Beyond this, it is hard to generalize. I look in more depth at the relationship between the structuring and purpose of these departments, their goals and objectives, and the implications for digital here. A significant lack of clarity about the purpose of alumni relations is one of the deep-seated challenges the sector faces.
Focus area: Annual/Regular Giving
This is the practice of asking for relatively small gifts periodically from (normally) alumni. Amounts vary significantly, as do giving patterns. The causes to which people are asked to give vary enormously – from “unrestricted” (can be used for any purpose), bursaries/scholarships, to things as specific as a particular piece of equipment, club or society.
It is important to include Annual/Regular Giving in our look at the sector, as it often needs to work in lock-step with Alumni Relations and any Foundation or Alumni Associations that exist to be effective.
Annual/Regular Giving includes posting direct mail solicitations, running telephone-based annual (or sometimes year-round) fundraising campaigns, occasional events and reunions centred around fundraising, and the vast majority of online solicitation via email or social media.
Before going further, it’s useful to talk briefly about the typical methodology used by an advancement or development office. Naturally, each is different – in structure, focus, and approach – but they share a common underlying set of assumptions and methodology, which are worth mentioning below.
Most offices work on the fairly reasonable assumption of a pipeline of potential donors.
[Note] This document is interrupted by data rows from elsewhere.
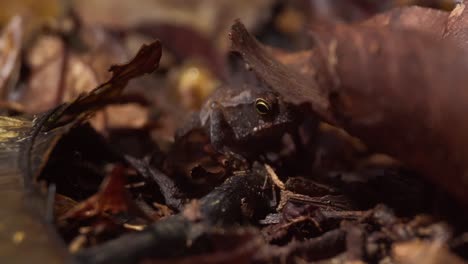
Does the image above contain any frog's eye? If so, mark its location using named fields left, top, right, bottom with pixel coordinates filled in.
left=255, top=98, right=272, bottom=115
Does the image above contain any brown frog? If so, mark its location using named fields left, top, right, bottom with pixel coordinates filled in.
left=179, top=68, right=301, bottom=157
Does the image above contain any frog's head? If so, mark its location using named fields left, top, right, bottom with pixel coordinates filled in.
left=205, top=84, right=299, bottom=153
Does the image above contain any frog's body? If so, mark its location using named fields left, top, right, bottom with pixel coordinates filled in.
left=200, top=81, right=298, bottom=154
left=179, top=65, right=300, bottom=156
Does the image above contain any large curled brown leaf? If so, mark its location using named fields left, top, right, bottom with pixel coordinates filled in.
left=231, top=22, right=468, bottom=205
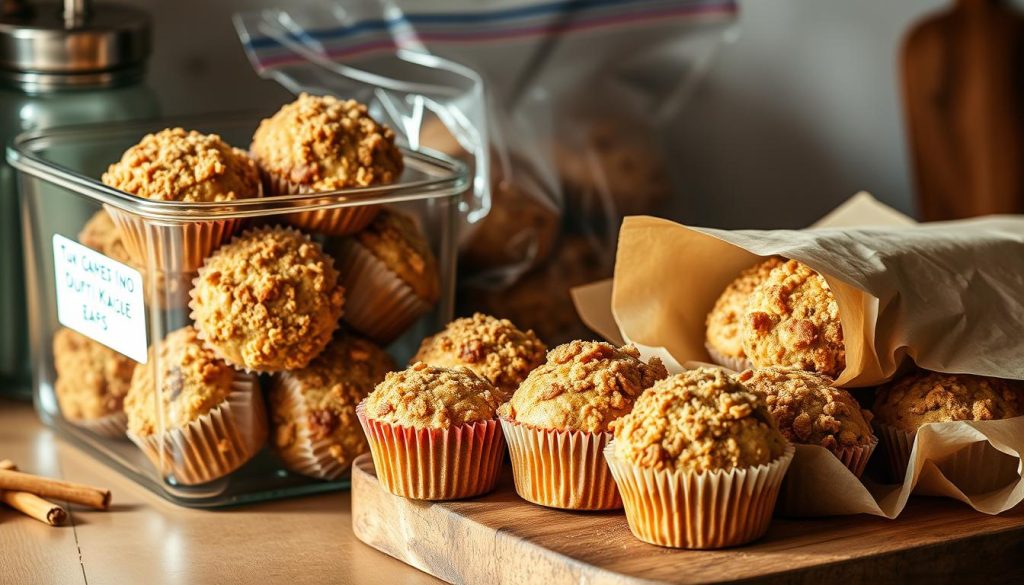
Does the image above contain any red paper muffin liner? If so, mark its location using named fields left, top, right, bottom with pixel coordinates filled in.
left=128, top=372, right=267, bottom=486
left=604, top=443, right=796, bottom=549
left=335, top=240, right=430, bottom=345
left=270, top=373, right=366, bottom=480
left=267, top=173, right=381, bottom=236
left=501, top=418, right=623, bottom=510
left=355, top=402, right=505, bottom=500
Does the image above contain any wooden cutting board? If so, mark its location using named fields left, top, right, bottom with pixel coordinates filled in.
left=352, top=455, right=1024, bottom=585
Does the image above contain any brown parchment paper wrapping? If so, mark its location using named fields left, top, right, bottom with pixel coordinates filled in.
left=573, top=194, right=1024, bottom=518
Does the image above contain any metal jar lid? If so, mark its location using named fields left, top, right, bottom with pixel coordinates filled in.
left=0, top=0, right=151, bottom=92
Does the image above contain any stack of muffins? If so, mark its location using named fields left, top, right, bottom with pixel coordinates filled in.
left=53, top=94, right=440, bottom=485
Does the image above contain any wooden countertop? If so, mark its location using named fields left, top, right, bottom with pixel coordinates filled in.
left=0, top=400, right=440, bottom=585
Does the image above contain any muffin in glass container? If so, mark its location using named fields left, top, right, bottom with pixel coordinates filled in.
left=250, top=93, right=403, bottom=236
left=605, top=368, right=794, bottom=548
left=356, top=362, right=505, bottom=500
left=267, top=334, right=394, bottom=479
left=102, top=128, right=263, bottom=274
left=498, top=341, right=668, bottom=510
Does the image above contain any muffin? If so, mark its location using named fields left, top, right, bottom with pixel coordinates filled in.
left=189, top=227, right=344, bottom=373
left=78, top=210, right=196, bottom=309
left=332, top=209, right=440, bottom=344
left=53, top=328, right=135, bottom=436
left=739, top=368, right=879, bottom=477
left=871, top=370, right=1024, bottom=485
left=498, top=341, right=668, bottom=510
left=250, top=93, right=402, bottom=236
left=705, top=257, right=782, bottom=372
left=413, top=312, right=548, bottom=402
left=267, top=335, right=394, bottom=479
left=604, top=368, right=794, bottom=548
left=740, top=260, right=846, bottom=378
left=124, top=326, right=267, bottom=486
left=102, top=128, right=262, bottom=273
left=356, top=362, right=505, bottom=500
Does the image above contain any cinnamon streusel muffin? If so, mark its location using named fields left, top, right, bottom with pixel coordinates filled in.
left=705, top=257, right=782, bottom=372
left=740, top=260, right=846, bottom=378
left=871, top=370, right=1024, bottom=493
left=498, top=341, right=668, bottom=510
left=102, top=128, right=262, bottom=273
left=413, top=312, right=548, bottom=401
left=332, top=209, right=440, bottom=344
left=53, top=328, right=135, bottom=436
left=739, top=368, right=879, bottom=477
left=604, top=368, right=794, bottom=548
left=250, top=93, right=402, bottom=236
left=189, top=227, right=344, bottom=372
left=356, top=362, right=505, bottom=500
left=268, top=335, right=394, bottom=479
left=124, top=326, right=267, bottom=485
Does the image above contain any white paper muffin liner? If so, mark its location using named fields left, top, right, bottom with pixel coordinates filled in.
left=188, top=225, right=348, bottom=374
left=270, top=373, right=369, bottom=480
left=65, top=412, right=128, bottom=438
left=128, top=373, right=267, bottom=486
left=604, top=442, right=796, bottom=549
left=335, top=240, right=430, bottom=345
left=264, top=172, right=381, bottom=236
left=705, top=343, right=754, bottom=372
left=500, top=418, right=623, bottom=510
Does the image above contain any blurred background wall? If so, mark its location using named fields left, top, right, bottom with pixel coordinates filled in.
left=122, top=0, right=945, bottom=227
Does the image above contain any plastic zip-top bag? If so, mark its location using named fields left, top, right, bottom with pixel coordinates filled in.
left=237, top=0, right=737, bottom=342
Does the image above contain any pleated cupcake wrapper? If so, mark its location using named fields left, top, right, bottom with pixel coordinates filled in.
left=266, top=173, right=381, bottom=236
left=705, top=343, right=754, bottom=372
left=128, top=374, right=267, bottom=486
left=336, top=240, right=430, bottom=345
left=270, top=373, right=358, bottom=480
left=66, top=412, right=128, bottom=438
left=873, top=421, right=916, bottom=484
left=501, top=418, right=623, bottom=510
left=355, top=403, right=505, bottom=500
left=104, top=205, right=243, bottom=274
left=188, top=225, right=339, bottom=375
left=604, top=443, right=796, bottom=549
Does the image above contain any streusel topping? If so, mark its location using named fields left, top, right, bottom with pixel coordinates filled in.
left=500, top=341, right=669, bottom=432
left=413, top=312, right=548, bottom=400
left=252, top=93, right=402, bottom=192
left=125, top=326, right=237, bottom=436
left=53, top=328, right=135, bottom=420
left=871, top=370, right=1024, bottom=432
left=366, top=362, right=501, bottom=428
left=614, top=368, right=785, bottom=472
left=706, top=257, right=782, bottom=359
left=102, top=128, right=261, bottom=203
left=741, top=260, right=846, bottom=378
left=190, top=227, right=344, bottom=372
left=739, top=368, right=874, bottom=451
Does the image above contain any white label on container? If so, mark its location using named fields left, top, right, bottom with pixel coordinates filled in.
left=53, top=234, right=147, bottom=364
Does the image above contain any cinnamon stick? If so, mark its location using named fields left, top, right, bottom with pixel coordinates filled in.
left=0, top=459, right=68, bottom=526
left=0, top=469, right=111, bottom=510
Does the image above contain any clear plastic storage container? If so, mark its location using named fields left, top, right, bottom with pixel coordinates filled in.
left=4, top=116, right=468, bottom=507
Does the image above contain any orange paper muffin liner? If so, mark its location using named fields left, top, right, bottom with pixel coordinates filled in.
left=500, top=418, right=623, bottom=510
left=128, top=373, right=267, bottom=486
left=266, top=174, right=381, bottom=236
left=103, top=205, right=243, bottom=274
left=604, top=443, right=796, bottom=549
left=355, top=403, right=505, bottom=500
left=65, top=412, right=128, bottom=438
left=271, top=373, right=364, bottom=480
left=335, top=240, right=430, bottom=345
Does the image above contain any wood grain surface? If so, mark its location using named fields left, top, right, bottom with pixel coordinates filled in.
left=352, top=456, right=1024, bottom=584
left=0, top=400, right=437, bottom=585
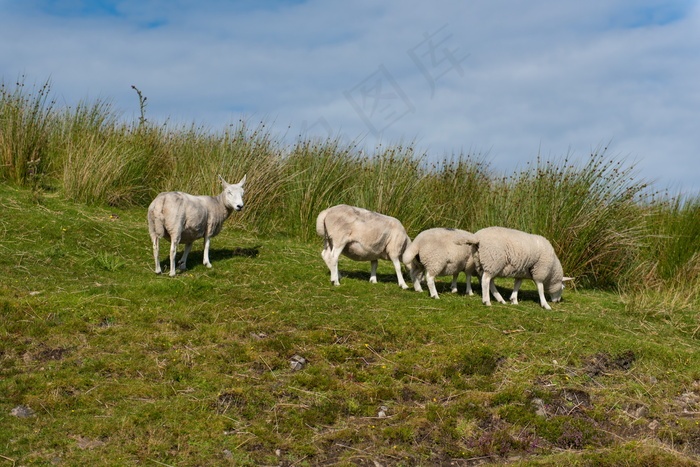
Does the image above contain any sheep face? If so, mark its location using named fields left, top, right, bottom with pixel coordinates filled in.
left=219, top=175, right=250, bottom=211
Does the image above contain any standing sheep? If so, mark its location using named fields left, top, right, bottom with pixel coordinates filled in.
left=403, top=228, right=475, bottom=298
left=468, top=227, right=571, bottom=310
left=316, top=204, right=411, bottom=289
left=148, top=175, right=246, bottom=277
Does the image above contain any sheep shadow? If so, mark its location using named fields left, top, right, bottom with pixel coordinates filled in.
left=160, top=245, right=260, bottom=271
left=339, top=270, right=402, bottom=283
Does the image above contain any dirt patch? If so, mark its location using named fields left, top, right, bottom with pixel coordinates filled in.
left=584, top=350, right=637, bottom=377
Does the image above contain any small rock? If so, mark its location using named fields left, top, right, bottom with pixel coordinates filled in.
left=532, top=398, right=547, bottom=417
left=10, top=405, right=34, bottom=418
left=634, top=405, right=649, bottom=418
left=289, top=355, right=307, bottom=371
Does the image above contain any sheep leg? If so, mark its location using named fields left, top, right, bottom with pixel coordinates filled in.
left=153, top=235, right=163, bottom=274
left=466, top=273, right=474, bottom=295
left=481, top=272, right=506, bottom=306
left=369, top=259, right=379, bottom=284
left=425, top=273, right=440, bottom=298
left=169, top=238, right=179, bottom=277
left=510, top=278, right=523, bottom=305
left=391, top=258, right=408, bottom=290
left=535, top=281, right=552, bottom=310
left=321, top=245, right=345, bottom=285
left=177, top=242, right=192, bottom=271
left=411, top=264, right=423, bottom=292
left=481, top=273, right=491, bottom=306
left=489, top=281, right=506, bottom=304
left=203, top=237, right=211, bottom=268
left=450, top=272, right=468, bottom=293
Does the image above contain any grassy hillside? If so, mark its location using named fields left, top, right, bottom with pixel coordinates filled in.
left=0, top=183, right=700, bottom=466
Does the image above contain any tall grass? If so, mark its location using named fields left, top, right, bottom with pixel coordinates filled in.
left=0, top=76, right=55, bottom=184
left=0, top=76, right=700, bottom=296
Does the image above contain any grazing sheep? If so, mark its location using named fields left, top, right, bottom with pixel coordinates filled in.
left=148, top=175, right=246, bottom=276
left=316, top=204, right=411, bottom=289
left=403, top=228, right=475, bottom=298
left=468, top=227, right=571, bottom=310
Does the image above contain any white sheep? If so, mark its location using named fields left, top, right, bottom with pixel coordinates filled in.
left=148, top=175, right=246, bottom=276
left=403, top=228, right=475, bottom=298
left=316, top=204, right=411, bottom=289
left=468, top=227, right=571, bottom=310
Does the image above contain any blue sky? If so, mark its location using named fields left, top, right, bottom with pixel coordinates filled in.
left=0, top=0, right=700, bottom=193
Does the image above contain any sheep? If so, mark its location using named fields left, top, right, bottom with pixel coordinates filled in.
left=467, top=227, right=571, bottom=310
left=316, top=204, right=411, bottom=289
left=148, top=175, right=246, bottom=277
left=403, top=228, right=475, bottom=298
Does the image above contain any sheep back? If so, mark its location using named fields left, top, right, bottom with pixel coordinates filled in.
left=403, top=228, right=474, bottom=276
left=316, top=204, right=411, bottom=261
left=148, top=191, right=228, bottom=243
left=472, top=227, right=564, bottom=288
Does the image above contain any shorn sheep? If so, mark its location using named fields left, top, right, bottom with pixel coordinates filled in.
left=148, top=175, right=246, bottom=276
left=403, top=228, right=475, bottom=298
left=316, top=204, right=411, bottom=289
left=468, top=227, right=571, bottom=310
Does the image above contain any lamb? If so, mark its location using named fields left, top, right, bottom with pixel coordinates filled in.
left=403, top=228, right=475, bottom=298
left=148, top=175, right=246, bottom=277
left=316, top=204, right=411, bottom=289
left=468, top=227, right=571, bottom=310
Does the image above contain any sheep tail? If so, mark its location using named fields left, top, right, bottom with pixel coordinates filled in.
left=401, top=242, right=418, bottom=264
left=316, top=211, right=328, bottom=238
left=455, top=232, right=479, bottom=245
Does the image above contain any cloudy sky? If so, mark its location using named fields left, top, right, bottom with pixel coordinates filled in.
left=0, top=0, right=700, bottom=192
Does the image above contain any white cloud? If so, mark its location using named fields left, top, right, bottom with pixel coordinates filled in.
left=0, top=0, right=700, bottom=191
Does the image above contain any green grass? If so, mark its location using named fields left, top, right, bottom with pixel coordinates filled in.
left=0, top=184, right=700, bottom=466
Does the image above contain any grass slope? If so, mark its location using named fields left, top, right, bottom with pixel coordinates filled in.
left=0, top=185, right=700, bottom=466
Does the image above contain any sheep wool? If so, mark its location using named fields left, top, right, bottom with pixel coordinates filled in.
left=402, top=228, right=475, bottom=298
left=148, top=175, right=246, bottom=276
left=468, top=227, right=570, bottom=310
left=316, top=204, right=411, bottom=289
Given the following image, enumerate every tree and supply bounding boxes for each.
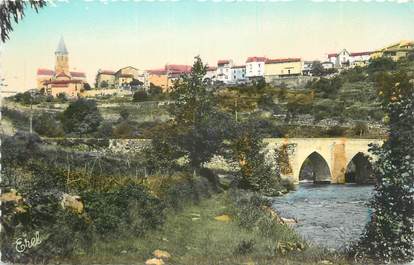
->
[351,70,414,263]
[129,78,144,89]
[311,61,325,76]
[62,98,102,137]
[367,57,397,74]
[119,109,131,121]
[83,83,92,90]
[113,120,134,139]
[33,112,64,137]
[230,120,282,196]
[169,57,230,170]
[99,80,109,88]
[149,83,162,97]
[353,121,368,136]
[132,91,148,102]
[0,0,46,42]
[56,93,68,103]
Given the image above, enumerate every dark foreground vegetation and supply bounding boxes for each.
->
[1,58,414,264]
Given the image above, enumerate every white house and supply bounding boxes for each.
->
[351,52,372,66]
[246,57,267,78]
[204,66,217,82]
[328,49,351,68]
[302,61,313,75]
[217,60,233,83]
[321,61,334,70]
[328,49,372,68]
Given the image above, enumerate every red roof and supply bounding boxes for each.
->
[147,69,167,75]
[120,74,134,78]
[99,70,115,75]
[351,52,372,56]
[56,72,70,78]
[37,69,55,76]
[165,64,191,74]
[246,56,267,63]
[266,58,302,64]
[217,60,230,65]
[70,72,86,78]
[52,84,68,87]
[45,80,82,85]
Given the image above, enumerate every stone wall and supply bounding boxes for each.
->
[265,75,319,88]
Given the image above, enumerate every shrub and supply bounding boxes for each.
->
[132,91,148,102]
[352,121,368,136]
[326,125,346,137]
[33,112,64,137]
[234,239,255,255]
[82,184,165,236]
[62,98,102,137]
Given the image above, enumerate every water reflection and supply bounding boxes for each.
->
[273,183,374,249]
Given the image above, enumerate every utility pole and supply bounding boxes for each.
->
[234,98,238,122]
[29,89,33,134]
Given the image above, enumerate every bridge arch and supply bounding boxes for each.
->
[299,151,332,183]
[345,152,375,184]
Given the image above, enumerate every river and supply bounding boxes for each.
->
[272,183,374,249]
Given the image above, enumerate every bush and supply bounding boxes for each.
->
[132,91,148,102]
[326,125,346,137]
[352,121,368,136]
[62,98,102,137]
[234,239,255,255]
[33,112,64,137]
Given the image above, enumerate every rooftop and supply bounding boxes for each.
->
[266,58,302,64]
[246,56,267,63]
[55,37,68,55]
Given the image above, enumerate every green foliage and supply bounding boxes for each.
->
[82,183,164,237]
[170,57,234,169]
[367,57,397,74]
[56,93,68,103]
[112,120,135,139]
[375,71,412,107]
[83,83,92,90]
[352,121,368,136]
[61,98,102,136]
[132,90,148,102]
[33,112,64,137]
[326,125,346,137]
[286,94,313,121]
[230,118,282,196]
[351,70,414,263]
[311,61,325,76]
[95,122,113,139]
[99,80,109,88]
[0,0,47,42]
[311,76,343,98]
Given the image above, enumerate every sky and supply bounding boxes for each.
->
[0,0,414,91]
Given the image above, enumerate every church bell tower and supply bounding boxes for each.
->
[55,37,70,76]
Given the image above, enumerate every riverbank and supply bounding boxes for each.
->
[272,183,374,249]
[63,191,360,265]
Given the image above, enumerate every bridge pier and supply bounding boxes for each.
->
[264,138,382,184]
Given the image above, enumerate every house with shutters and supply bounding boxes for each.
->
[246,56,267,78]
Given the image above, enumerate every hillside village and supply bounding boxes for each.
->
[37,38,414,98]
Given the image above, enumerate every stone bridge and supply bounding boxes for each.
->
[264,138,383,183]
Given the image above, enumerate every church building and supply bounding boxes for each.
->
[37,38,86,98]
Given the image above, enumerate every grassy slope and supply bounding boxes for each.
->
[68,193,360,265]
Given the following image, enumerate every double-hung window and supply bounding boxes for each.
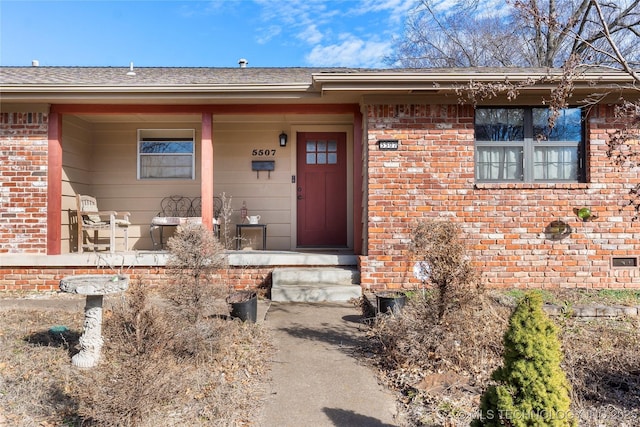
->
[138,129,195,179]
[475,108,584,182]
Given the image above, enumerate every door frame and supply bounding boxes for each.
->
[289,123,353,250]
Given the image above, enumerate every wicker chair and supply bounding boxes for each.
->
[76,194,131,253]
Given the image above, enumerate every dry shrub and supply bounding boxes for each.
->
[72,284,271,426]
[410,221,482,320]
[162,223,228,322]
[562,318,640,427]
[369,293,510,425]
[368,290,640,427]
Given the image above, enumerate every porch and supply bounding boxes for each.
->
[47,105,362,255]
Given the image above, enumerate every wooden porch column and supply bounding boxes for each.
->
[47,112,62,255]
[353,110,363,255]
[200,113,213,230]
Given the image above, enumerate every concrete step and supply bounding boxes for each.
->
[271,267,362,302]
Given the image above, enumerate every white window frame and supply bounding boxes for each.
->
[137,129,196,181]
[474,106,585,183]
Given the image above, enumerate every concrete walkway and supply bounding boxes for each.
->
[256,302,399,427]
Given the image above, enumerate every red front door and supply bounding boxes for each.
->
[296,132,347,247]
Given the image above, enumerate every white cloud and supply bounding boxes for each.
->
[354,0,418,24]
[296,24,323,44]
[256,25,282,44]
[305,35,391,68]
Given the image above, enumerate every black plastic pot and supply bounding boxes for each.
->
[227,291,258,323]
[376,291,407,313]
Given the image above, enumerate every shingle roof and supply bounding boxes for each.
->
[0,67,361,86]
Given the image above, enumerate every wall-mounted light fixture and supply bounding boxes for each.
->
[279,131,287,147]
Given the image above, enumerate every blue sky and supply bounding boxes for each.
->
[0,0,416,68]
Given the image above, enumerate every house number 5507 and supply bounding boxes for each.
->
[251,148,276,156]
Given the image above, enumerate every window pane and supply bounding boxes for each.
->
[307,153,316,165]
[476,147,522,181]
[137,129,195,179]
[140,155,191,179]
[140,141,193,154]
[533,147,578,181]
[475,108,524,141]
[533,108,582,141]
[307,141,316,153]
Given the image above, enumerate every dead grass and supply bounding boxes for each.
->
[369,291,640,427]
[0,290,272,427]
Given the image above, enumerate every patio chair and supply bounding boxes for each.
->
[76,194,131,253]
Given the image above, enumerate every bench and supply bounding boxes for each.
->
[149,196,222,249]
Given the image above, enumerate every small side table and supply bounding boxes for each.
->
[236,224,267,250]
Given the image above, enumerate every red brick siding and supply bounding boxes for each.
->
[0,266,273,292]
[360,105,640,289]
[0,113,48,253]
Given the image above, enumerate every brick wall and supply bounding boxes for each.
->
[0,266,273,292]
[0,113,48,253]
[359,105,640,289]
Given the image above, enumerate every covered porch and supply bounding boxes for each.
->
[47,104,363,258]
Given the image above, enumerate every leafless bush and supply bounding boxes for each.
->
[562,318,640,427]
[410,221,482,321]
[367,290,640,427]
[163,224,228,322]
[72,284,270,426]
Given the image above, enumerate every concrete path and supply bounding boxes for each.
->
[256,302,399,427]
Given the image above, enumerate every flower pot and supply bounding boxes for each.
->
[376,291,407,313]
[227,291,258,323]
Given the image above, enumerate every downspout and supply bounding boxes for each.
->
[200,113,213,230]
[47,112,62,255]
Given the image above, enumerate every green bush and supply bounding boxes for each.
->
[471,292,576,427]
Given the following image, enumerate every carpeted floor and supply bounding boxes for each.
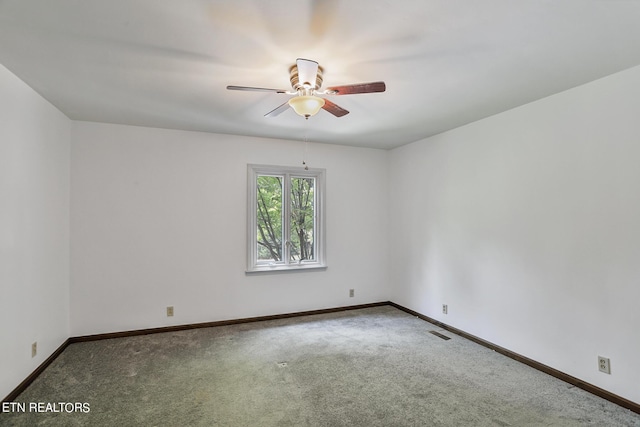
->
[0,306,640,427]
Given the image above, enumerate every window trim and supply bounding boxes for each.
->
[246,164,327,273]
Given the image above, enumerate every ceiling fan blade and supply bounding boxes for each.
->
[227,86,287,93]
[296,58,318,88]
[322,99,349,117]
[325,82,387,95]
[264,101,289,117]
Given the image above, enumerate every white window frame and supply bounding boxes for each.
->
[246,164,327,273]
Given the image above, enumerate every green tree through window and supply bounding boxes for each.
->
[248,165,324,271]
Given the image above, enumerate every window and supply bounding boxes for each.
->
[247,165,326,272]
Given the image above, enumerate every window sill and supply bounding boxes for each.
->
[245,264,327,275]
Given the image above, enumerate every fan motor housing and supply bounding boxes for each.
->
[289,65,324,90]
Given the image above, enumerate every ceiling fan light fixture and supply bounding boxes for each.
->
[289,96,324,119]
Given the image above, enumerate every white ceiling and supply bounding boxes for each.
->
[0,0,640,148]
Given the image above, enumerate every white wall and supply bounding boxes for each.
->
[390,67,640,402]
[0,65,71,398]
[71,122,389,336]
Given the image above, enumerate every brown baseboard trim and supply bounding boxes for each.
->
[2,338,71,402]
[0,301,390,403]
[389,302,640,414]
[69,301,391,343]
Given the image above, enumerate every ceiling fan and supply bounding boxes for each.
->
[227,58,386,119]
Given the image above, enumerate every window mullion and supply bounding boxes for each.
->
[282,173,291,265]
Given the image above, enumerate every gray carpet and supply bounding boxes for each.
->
[0,306,640,427]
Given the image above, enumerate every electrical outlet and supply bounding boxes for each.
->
[598,356,611,374]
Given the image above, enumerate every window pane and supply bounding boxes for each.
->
[289,178,315,262]
[256,175,283,262]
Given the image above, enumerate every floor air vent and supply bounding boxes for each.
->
[429,331,451,340]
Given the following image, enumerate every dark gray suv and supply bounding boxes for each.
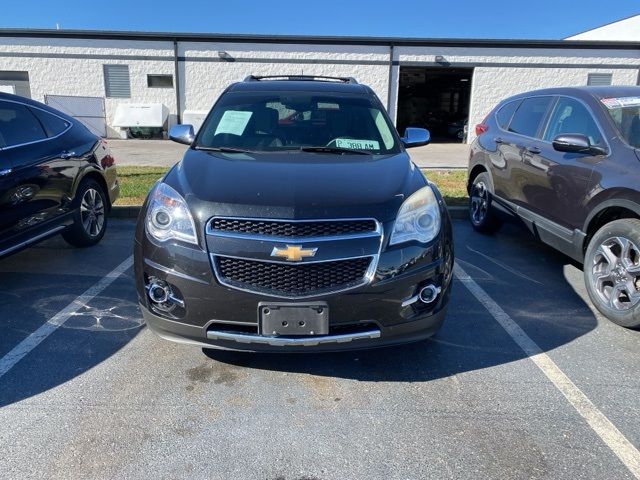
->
[468,87,640,327]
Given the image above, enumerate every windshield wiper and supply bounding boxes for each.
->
[300,147,372,155]
[194,145,253,153]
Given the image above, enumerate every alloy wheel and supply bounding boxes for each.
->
[589,236,640,311]
[471,182,489,225]
[80,188,105,237]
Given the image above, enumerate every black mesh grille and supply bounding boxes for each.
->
[211,218,376,238]
[215,257,371,296]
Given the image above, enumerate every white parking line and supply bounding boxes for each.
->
[454,264,640,479]
[0,255,133,378]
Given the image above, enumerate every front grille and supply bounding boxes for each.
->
[210,218,377,238]
[214,257,372,297]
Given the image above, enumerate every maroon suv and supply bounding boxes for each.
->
[468,87,640,327]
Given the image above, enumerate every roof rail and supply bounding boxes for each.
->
[244,75,358,84]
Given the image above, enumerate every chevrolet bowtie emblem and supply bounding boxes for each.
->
[271,245,318,262]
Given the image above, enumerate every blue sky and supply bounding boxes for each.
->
[0,0,640,39]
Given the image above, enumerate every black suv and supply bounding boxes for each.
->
[468,87,640,327]
[0,93,119,256]
[134,77,453,351]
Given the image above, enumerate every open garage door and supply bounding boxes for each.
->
[397,67,473,143]
[44,95,107,137]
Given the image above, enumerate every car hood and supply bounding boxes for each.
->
[164,149,426,222]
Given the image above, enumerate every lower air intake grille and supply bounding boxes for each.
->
[214,257,372,297]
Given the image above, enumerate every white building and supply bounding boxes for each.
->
[0,16,640,141]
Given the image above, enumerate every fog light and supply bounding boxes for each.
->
[418,285,440,303]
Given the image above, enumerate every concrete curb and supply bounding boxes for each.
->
[109,205,467,219]
[447,207,469,220]
[109,205,142,218]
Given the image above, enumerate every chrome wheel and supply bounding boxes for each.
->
[470,182,489,225]
[589,236,640,311]
[80,188,105,237]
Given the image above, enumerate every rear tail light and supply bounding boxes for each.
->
[476,123,489,137]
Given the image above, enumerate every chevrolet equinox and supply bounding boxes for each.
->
[135,76,453,351]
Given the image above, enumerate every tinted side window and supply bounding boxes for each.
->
[544,97,602,145]
[29,108,70,137]
[509,97,553,137]
[0,101,47,147]
[496,100,520,130]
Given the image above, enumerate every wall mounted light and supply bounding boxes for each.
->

Students start with the experience of the institution, and gradually through life, a certain percentage of them will engage more closely with the institution. Some will become wealthy – and the institution will regularly research the database to identify these potential prospects. Some will not – but can contribute in increasing ways to the life of the institution through networks, careers development and mentoring. Others still will give annually, and potentially leave a legacy at the end of their lives.
Annual or Regular Giving teams, coupled with Alumni Relations, are responsible for the earlier stages of this pipeline. They initiate and cultivate relationships between the alumni and the institution. Those at the lower level of value in either monetary or partnership terms remain in the remit of those teams; those who give more or can influence more greatly tend to get handed on to major or legacy giving teams, or corporate relationships teams respectively.
The reason for this quick elucidation is to demonstrate the importance of the Annual/Regular Giving teams, and Alumni Relations teams. Without these, there would be no relationships.
Without these relationships, giving would die, and global influence would be stifled.
It is specifically the way these teams are embracing the new medium of digital in the work they do – and the huge opportunities and challenges it brings – that is the focus of my research.